South Koreans elect first female President

South Korean First Female President, Park Geun-Hye (Photo:

South Koreans have elected their first Female President Park Geun-hye who ran for the presidency from the ruling Saenuri Party.

Park won approximately 52% of the votes and ended the race by edging her main opponent from the main opposition Democratic United Party Moon Jae-In.

Korean media shot Park’s supporters waiting for her arrival with much enthusiasm.

On the night of December 19th after the election closed, some local media reported on the counting result and they showed thousands of people standing in the cold winter outside Park’s residence in Samsung-dong in Seoul, lining along the street to see a glance of Park, considered  certain to win the election at that time.

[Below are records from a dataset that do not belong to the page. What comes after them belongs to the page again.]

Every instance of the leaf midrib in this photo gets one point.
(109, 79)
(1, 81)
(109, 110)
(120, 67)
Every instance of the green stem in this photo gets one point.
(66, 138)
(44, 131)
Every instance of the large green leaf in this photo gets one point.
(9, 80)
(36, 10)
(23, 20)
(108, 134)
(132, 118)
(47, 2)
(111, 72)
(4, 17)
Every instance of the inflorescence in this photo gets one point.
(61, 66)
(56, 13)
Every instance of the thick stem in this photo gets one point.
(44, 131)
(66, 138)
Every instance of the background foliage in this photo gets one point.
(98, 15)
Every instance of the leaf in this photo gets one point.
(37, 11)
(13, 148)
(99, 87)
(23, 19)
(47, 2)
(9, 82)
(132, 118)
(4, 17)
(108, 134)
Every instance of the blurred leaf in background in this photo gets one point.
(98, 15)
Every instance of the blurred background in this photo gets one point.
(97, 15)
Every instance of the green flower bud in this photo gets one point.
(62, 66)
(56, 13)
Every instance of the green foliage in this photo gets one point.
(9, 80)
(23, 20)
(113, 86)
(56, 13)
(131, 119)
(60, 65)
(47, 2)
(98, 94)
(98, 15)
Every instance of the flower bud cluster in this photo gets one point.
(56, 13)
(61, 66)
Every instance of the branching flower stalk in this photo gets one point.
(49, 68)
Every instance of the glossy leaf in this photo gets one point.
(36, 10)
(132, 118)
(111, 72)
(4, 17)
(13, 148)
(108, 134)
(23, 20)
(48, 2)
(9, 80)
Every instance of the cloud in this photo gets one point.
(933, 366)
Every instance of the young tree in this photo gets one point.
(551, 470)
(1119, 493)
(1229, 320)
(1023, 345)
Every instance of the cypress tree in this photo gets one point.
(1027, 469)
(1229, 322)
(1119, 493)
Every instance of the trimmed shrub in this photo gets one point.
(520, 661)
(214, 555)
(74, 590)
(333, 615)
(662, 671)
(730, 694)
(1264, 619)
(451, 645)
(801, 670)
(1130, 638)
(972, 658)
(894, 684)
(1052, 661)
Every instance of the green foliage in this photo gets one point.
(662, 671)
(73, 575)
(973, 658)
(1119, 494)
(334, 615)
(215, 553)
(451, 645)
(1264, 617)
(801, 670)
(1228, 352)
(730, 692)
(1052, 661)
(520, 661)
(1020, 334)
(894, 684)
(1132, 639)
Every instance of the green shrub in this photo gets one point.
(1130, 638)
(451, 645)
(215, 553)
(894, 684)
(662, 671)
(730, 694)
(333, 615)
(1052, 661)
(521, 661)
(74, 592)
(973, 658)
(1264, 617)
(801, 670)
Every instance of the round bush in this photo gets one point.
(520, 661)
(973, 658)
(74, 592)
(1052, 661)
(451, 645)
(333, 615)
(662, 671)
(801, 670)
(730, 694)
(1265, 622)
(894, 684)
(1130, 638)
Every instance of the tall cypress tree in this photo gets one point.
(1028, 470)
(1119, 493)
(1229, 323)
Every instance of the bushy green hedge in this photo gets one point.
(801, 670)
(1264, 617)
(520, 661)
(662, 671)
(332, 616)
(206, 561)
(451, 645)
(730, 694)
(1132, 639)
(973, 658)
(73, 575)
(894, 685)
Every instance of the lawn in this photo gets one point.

After the counting over and Park was announced victor, she then left her house to Saenuri Party’s headquarter in Yeouido.

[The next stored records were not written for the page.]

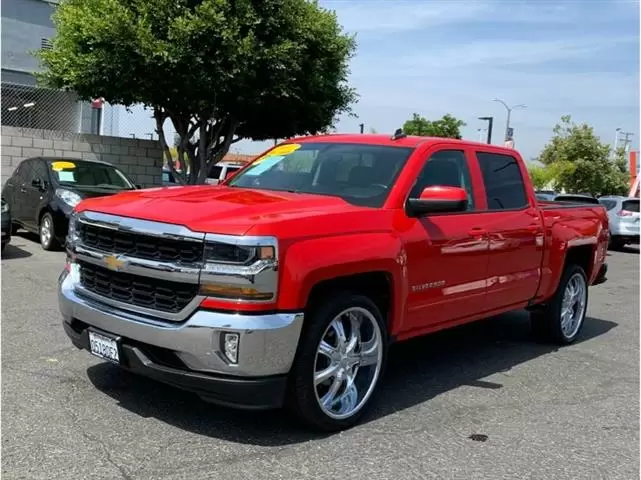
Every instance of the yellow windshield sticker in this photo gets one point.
(280, 150)
(60, 166)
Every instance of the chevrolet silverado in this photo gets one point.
(285, 285)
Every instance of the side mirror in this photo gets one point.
(438, 199)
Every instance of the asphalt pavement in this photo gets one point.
(479, 402)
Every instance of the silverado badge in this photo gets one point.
(112, 262)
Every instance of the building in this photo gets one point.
(27, 27)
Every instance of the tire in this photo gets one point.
(547, 321)
(47, 234)
(357, 382)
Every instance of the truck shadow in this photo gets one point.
(417, 371)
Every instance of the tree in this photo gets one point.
(218, 70)
(581, 163)
(540, 176)
(448, 126)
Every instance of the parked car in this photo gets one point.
(168, 178)
(223, 170)
(43, 191)
(6, 224)
(577, 198)
(546, 197)
(286, 284)
(623, 216)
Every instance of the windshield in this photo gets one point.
(358, 173)
(79, 173)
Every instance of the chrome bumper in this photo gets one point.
(267, 342)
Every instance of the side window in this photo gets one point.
(40, 170)
(608, 204)
(447, 168)
(24, 171)
(504, 184)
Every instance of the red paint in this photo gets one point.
(475, 264)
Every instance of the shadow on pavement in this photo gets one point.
(12, 252)
(418, 370)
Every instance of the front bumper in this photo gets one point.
(188, 354)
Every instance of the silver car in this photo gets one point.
(623, 215)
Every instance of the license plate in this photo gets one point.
(104, 347)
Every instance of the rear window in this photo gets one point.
(504, 186)
(631, 206)
(608, 204)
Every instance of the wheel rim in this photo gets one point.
(348, 363)
(573, 305)
(45, 231)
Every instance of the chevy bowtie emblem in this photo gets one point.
(112, 262)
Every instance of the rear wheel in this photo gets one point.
(47, 233)
(339, 364)
(561, 320)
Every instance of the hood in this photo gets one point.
(220, 209)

Park will serve for 5 years presidential term, as South Korea’s constitution allows one five-year term of presidential.

She will replace her colleague from the same Party, President Lee Myung Bak on February 15, 2013.

Early this month, professors from United States, China and Japan gathered on a forum, discussing the South Korean election. U.S. scholars believe that Park’s policy will lead Korea to a closer tie with its biggest ally, the United States.

Chinese Professors expected that under new administration, South Korea and China’s relations would be improved.

After North Korean’s rocket launch in Dec 12 this year, consideration on South Korea’s security and policy towards North Korea becomes a little bit trickier for South Korea in order to keep peace in Korean Peninsula.

Jin Qiangyi, professor from Yanbian University, China, said that Park’s policy would be to engage North Korea, contrary to President Lee’s current approach.

Bruce Klinger, Senior Research Fellows at The Heritage Foundation of the U.S., said that Park’s policy towards North Korea is expected to be a little different from Lee’s.

As Lee, Park would offer economic and humanitarian benefits to North Korea on condition that Pyongyang would abide by international demands for denuclearization.